市場自体が拡大していて、しかも個別株も利益を伸ばしている企業を指標で絞り込んでスクリーニングしてみましょう。

ここで重要なことは、業界全体の成長率よりも、個別企業の業績の方が拡大しているものをスクリーニングしなければならない点です。

そうでなければ、注目業界の中の負け組企業に投資することになってしまうからです。

銘柄を検索するときに、明確な差別化戦略を持っていて、トップシェアを誇っているという条件が必要になります。

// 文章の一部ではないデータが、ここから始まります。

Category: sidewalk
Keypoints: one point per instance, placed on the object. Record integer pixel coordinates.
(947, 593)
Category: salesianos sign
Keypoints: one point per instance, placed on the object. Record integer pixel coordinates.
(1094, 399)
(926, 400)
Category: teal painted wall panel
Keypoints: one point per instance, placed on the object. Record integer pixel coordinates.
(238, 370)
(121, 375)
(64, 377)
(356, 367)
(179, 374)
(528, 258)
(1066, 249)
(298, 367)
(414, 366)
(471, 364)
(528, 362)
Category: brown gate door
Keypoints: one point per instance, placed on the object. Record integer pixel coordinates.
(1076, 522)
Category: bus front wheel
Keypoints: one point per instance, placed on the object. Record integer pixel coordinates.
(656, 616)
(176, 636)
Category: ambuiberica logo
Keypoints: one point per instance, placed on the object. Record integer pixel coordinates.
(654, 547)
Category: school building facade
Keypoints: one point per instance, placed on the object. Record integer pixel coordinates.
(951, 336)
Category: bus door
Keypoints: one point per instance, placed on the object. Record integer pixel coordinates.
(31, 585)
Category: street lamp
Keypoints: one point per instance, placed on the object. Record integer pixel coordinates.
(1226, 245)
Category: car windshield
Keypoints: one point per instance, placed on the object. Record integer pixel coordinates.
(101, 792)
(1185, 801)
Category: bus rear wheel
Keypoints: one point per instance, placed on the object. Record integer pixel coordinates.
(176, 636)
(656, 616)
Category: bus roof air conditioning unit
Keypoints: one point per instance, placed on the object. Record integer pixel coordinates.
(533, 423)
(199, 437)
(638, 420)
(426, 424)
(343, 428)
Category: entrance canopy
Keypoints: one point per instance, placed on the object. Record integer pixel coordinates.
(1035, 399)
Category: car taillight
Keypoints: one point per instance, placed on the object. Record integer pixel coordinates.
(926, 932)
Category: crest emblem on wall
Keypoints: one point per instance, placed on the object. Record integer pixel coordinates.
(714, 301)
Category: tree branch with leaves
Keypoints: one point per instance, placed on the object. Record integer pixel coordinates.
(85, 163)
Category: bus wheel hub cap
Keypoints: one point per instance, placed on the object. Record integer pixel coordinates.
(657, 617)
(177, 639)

市場の成長率が10%であれば、少なくとも15%以上の利益成長を実現している企業が投資対象として望ましいです。

勝ち組企業の株価の評価は、PERで見るとプレミアムがついて高くなるという傾向があり、それだけ株価の上昇力が大きくなります。

日本で拡大している産業は非常に少ないです。

多くが成熟しているか景気循環とともに良くなったり悪くなったりを繰り返しているだけです。

しかし、将来性のない業種にはつまらない企業ばかりかというと、そうでもないです。

実は多くのグロース株はこのタイプに該当します。

例えば、外食産業はもう拡大しない分野ですが、その中でもゼンショーは積極的な出店やM&Aによって成長を続けています。

売上高では日本マクドナルドを抜いてトップ企業になっています。

こういう企業は成熟産業に属する同業他社に対して、業界で高い株価評価を受けて、プレミアムがつきます。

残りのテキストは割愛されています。